Jefri mengaku, pembangunan Terminal Tipe A dengan standar internasional hampir pasti dibangun pada tahun 2017, dan anggarannya sudah disetujui. Untuk itu, pemkot Kupang tinggal menghibahkan lahan tersebut ke pihak Kemenhub agar terminal bisa segera dibangun. Namun penghibahan belum bisa dilakukan karena luasan lahan yang diminta hanya seluas 2,4 hektar, sedangkan lahan milik pemerintah di lokasi tersebut seluas 3,2 hektar.
“Jadi masih ada pemisahan lahan sebelum dihibahkan. Saya dengar masih ada polemik dengan beberapa keluarga disana. Untuk itu saya minta semuanya diurus secara baik. Apalagi pembangunan terminal untuk kepentingan banyak orang,” katanya.
Sebelumnya, Kabag Tatapem Setda Kota Kupang, Yanuar Dally mengaku, Hibah lahan dari Pemerintah Kota kepada Kementerian Perhubungan (Kemnhub) RI untuk pembangunan terminal tipe A di Bimoku Kelurahan masih terhambat.

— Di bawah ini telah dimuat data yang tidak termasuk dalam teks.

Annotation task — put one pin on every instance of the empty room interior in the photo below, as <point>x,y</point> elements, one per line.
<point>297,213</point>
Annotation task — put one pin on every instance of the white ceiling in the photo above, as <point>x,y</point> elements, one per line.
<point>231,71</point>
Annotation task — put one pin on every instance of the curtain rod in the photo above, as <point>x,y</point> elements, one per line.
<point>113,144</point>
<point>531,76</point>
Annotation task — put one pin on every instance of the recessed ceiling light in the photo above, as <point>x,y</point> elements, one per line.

Pasalnya masih pihak lain yang mengklaim soal pemilikan lahan dan menghambat pengkuran luas tanah yang akan dihibahkan.
Dally mengatakan, secara keseluruhan, lahan milik pemerintah Kota Kupang di Bimoku Kelurahan Lasiana yang disediakan untuk pembanguna terminal Tipe A seluas 3,2 hektare. Namun oleh kementerian, lahan yang dibutuhkan untuk pembangunan terminal tipe A cuma seluas 2,4 hektare, sehingga pemerintah berencana melakukan pengukuran ulang lahan agar penghibahan sesuai dengan permintaan dari Kemenhub.
Akan tetapi, lanjut Dally, ketika pemerintah Kota Kupang hendak melakukan pengukuran lahan tersebut, dihalangi oleh Keluarga Ndoen yang tidak menginginkan lahan tersebut diukur ulang dengan alasan yang tidak jelas. Padahal lahan tersebut merupakan milik pemerintah yang sudah dimenangkan oleh pemerintah Kota Kupang sampai pada tingkatan Mahkamah Agung (MA) pada tahun 2007 lalu.
“Jadi kami bingung alasan mereka (keluarga Ndoen) menghalangi pengukuran tanah yang dilakukan pemerintah,” ujarnya.
Ia mengaku, saat ini Keluarga Ndoen masih tinggal diatas lahan milik pemerintah yang secara keseluruhan seluas 32 ribu 600 meter. Untuk itu, pemerintah Kota telah mengeluarkan surat teguran sebanyak 4 kali agar mengosongkan lahan tersebut karena akan dibangun terminal Tipe A pada tahun 2018 ini.
“Anggaran pembangunan terminal sudah siap. Kami hanya perlu membagi lahan seluas yang ada untuk dibangun terminal dan pasar,” kata Dally.